Commençant par rappeler que les transports génèrent 57 milliards d'euros de recettes, Amélie de Montchalin a aussitôt pointé les 79 milliards de dépenses consacrées. Après cette première douche froide, l'ex-représentante permanente de la France à l'OCDE a dénoncé le fait que « seul un tiers de ces dépenses publiques [soit] aujourd'hui dédiées à l'investissement, le reste subventionnant le fonctionnement ».

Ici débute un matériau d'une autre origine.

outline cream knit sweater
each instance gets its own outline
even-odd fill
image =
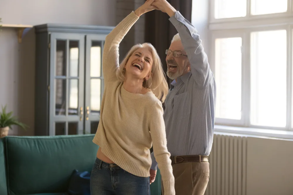
[[[93,141],[120,167],[136,175],[150,176],[153,145],[165,194],[175,194],[170,153],[167,148],[162,103],[151,92],[132,94],[118,80],[119,44],[139,17],[132,12],[107,36],[103,58],[105,90],[101,116]]]

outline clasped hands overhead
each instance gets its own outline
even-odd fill
[[[134,11],[134,13],[139,17],[144,13],[155,9],[166,13],[170,17],[174,15],[176,11],[176,9],[166,0],[147,0]]]

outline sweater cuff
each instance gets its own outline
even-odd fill
[[[164,194],[163,195],[175,195],[174,180],[163,181]]]

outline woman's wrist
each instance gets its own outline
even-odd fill
[[[139,7],[136,10],[134,11],[134,13],[139,17],[140,17],[141,15],[144,14],[143,12],[142,11],[141,9],[140,9],[140,7]]]

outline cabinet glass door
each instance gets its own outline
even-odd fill
[[[100,120],[104,78],[102,65],[105,35],[89,35],[86,37],[85,131],[95,133]]]
[[[50,135],[84,133],[84,36],[50,37]]]

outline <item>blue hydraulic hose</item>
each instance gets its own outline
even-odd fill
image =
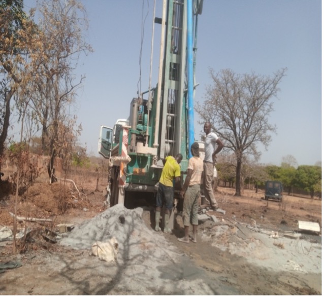
[[[190,147],[195,141],[193,127],[193,54],[192,47],[192,2],[187,2],[187,59],[188,71],[188,130],[189,158],[192,157]]]

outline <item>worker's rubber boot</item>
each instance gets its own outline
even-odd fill
[[[163,232],[165,233],[170,233],[171,232],[171,229],[169,228],[169,218],[170,215],[169,213],[165,213],[164,215],[164,229]]]
[[[160,211],[155,211],[155,228],[154,230],[156,232],[161,231],[161,228],[158,226],[160,222]]]

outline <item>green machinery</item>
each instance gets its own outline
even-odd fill
[[[110,160],[110,206],[127,207],[136,198],[153,198],[167,156],[182,154],[185,174],[193,142],[196,43],[202,6],[202,0],[164,0],[162,17],[154,20],[161,27],[157,84],[133,99],[127,119],[117,120],[113,128],[101,127],[98,152]]]

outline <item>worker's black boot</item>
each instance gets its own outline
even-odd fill
[[[161,231],[161,228],[158,226],[160,222],[160,211],[155,211],[155,228],[154,230],[157,232]]]

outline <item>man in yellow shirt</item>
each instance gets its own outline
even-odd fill
[[[173,188],[173,179],[176,184],[178,184],[179,188],[180,184],[181,170],[179,165],[182,160],[182,155],[178,154],[174,158],[172,156],[168,156],[163,160],[164,166],[162,170],[161,177],[159,180],[157,195],[156,195],[156,208],[155,209],[155,231],[160,231],[159,222],[161,208],[163,205],[166,206],[166,211],[164,215],[164,232],[166,233],[170,233],[171,230],[168,227],[170,213],[173,207],[173,198],[174,190]]]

Avant d'aller droit au but : « Nous devons nous assurer que chaque euro public ne vienne pas "à la place de" mais "en complément" de financements privés. » Et comme ce discours n'avait pas été clair : elle en a remis une couche sur le rôle des deniers publics. « Il nous faut ainsi passer d'une logique de dépenses à une logique d'impact. Ne plus penser en termes de crédits consommés, mais de résultats produits. »

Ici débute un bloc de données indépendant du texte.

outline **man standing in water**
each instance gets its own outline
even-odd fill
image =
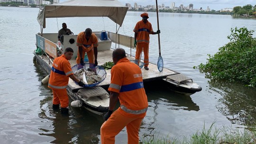
[[[128,144],[138,144],[139,129],[147,110],[141,70],[130,62],[125,54],[120,48],[113,52],[115,65],[111,70],[109,110],[104,116],[106,121],[101,128],[102,144],[114,144],[115,136],[125,126]],[[119,99],[120,106],[113,112]]]
[[[135,60],[139,62],[140,60],[140,54],[142,50],[144,52],[144,69],[148,70],[148,51],[149,47],[149,34],[155,35],[160,33],[160,30],[154,32],[151,24],[147,20],[148,14],[144,12],[140,17],[142,20],[136,24],[133,29],[134,32],[134,47],[136,47]]]
[[[73,53],[72,48],[68,47],[65,50],[64,54],[54,59],[48,84],[48,87],[53,90],[53,108],[59,108],[60,103],[61,113],[63,114],[68,114],[69,100],[66,88],[69,78],[81,87],[84,85],[74,75],[68,61],[72,58]]]

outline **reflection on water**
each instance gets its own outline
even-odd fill
[[[190,96],[178,94],[168,90],[167,85],[160,84],[163,83],[161,81],[154,82],[154,85],[151,82],[144,83],[148,101],[148,110],[141,126],[141,129],[144,129],[143,137],[157,136],[155,133],[165,131],[159,130],[157,124],[164,123],[162,125],[168,125],[167,124],[171,123],[173,120],[171,113],[174,110],[198,111],[200,110],[199,106],[193,102]],[[166,132],[170,132],[170,130]]]
[[[256,125],[255,88],[225,81],[210,81],[209,83],[210,89],[223,96],[219,99],[221,104],[216,108],[232,124]]]

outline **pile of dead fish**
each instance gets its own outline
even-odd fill
[[[81,69],[74,72],[75,75],[85,84],[92,84],[101,81],[101,78],[93,70]]]

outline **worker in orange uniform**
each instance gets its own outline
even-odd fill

Amélie de Montchalin ne peut pas dire le contraire : elle doit trouver 40 milliards d'euros d'économies dans les prochaines semaines en vue du projet de loi de finances 2026. Sauf que les 150 acteurs politiques, publics et privés, qui participent à la conférence de financement des mobilités, sont les premiers à faire preuve d'une créativité fiscale sans limite pour financer les 3,5 milliards d'euros annuels qui manquent pour le rail et la route.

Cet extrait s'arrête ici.